Crate utf8-ranges converts ranges of Unicode scalar values to equivalent ranges of UTF-8 bytes. This is useful for constructing byte based automatons that need to embed UTF-8 decoding.

See the documentation on the Utf8Sequences iterator for more details and an example.

Wait, what is this?

This is simplest to explain with an example. Let's say you wanted to test whether a particular byte sequence was a Cyrillic character. One possible scalar value range is [0400-04FF]. The set of allowed bytes for this range can be expressed as a sequence of byte ranges:

This example is not tested
[D0-D3][80-BF]

This is simple enough: simply encode the boundaries, 0400 encodes to D0 80 and 04FF encodes to D3 BF, and create ranges from each corresponding pair of bytes: D0 to D3 and 80 to BF.

However, what if you wanted to add the Cyrillic Supplementary characters to your range? Your range might then become [0400-052F]. The same procedure as above doesn't quite work because 052F encodes to D4 AF. The byte ranges you'd get from the previous transformation would be [D0-D4][80-AF]. However, this isn't quite correct because this range doesn't capture many characters, for example, 04FF (because its last byte, BF isn't in the range 80-AF).

Instead, you need multiple sequences of byte ranges:

This example is not tested
[D0-D3][80-BF]  # matches codepoints 0400-04FF
[D4][80-AF]     # matches codepoints 0500-052F

This gets even more complicated if you want bigger ranges, particularly if they naively contain surrogate codepoints. For example, the sequence of byte ranges for the basic multilingual plane ([0000-FFFF]) look like this:

This example is not tested
[0-7F]
[C2-DF][80-BF]
[E0][A0-BF][80-BF]
[E1-EC][80-BF][80-BF]
[ED][80-9F][80-BF]
[EE-EF][80-BF][80-BF]

Note that the byte ranges above will not match any erroneous encoding of UTF-8, including encodings of surrogate codepoints.

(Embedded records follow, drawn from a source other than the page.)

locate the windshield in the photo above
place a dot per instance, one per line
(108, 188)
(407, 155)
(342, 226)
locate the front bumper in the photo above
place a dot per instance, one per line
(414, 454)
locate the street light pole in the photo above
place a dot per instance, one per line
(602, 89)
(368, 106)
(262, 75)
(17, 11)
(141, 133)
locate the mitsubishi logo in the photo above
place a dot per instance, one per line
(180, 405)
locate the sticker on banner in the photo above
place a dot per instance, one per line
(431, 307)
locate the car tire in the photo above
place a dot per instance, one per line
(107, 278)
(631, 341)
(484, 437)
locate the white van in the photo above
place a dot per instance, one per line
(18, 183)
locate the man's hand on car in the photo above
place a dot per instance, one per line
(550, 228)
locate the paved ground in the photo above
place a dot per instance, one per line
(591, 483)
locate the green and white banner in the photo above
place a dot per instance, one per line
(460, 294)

And, of course, for all of Unicode ([000000-10FFFF]):

This example is not tested
[0-7F]
[C2-DF][80-BF]
[E0][A0-BF][80-BF]
[E1-EC][80-BF][80-BF]
[ED][80-9F][80-BF]
[EE-EF][80-BF][80-BF]
[F0][90-BF][80-BF][80-BF]
[F1-F3][80-BF][80-BF][80-BF]
[F4][80-8F][80-BF][80-BF]

This crate automates the process of creating these byte ranges from ranges of Unicode scalar values.

Why would I ever use this?

You probably won't ever need this. In 99% of cases, you just decode the byte sequence into a Unicode scalar value and compare scalar values directly. However, this explicit decoding step isn't always possible. For example, the construction of some finite state machines may benefit from converting ranges of scalar values into UTF-8 decoder automata (e.g., for character classes in regular expressions).

Lineage

I got the idea and general implementation strategy from Russ Cox in his article on regexps and RE2. Russ Cox got it from Ken Thompson's grep (no source, folk lore?). I also got the idea from Lucene, which uses it for executing automata on their term index.

Structs

Utf8Range

A single inclusive range of UTF-8 bytes.

Utf8Sequences

An iterator over ranges of matching UTF-8 byte sequences.

Enums

Utf8Sequence

Utf8Sequence represents a sequence of byte ranges.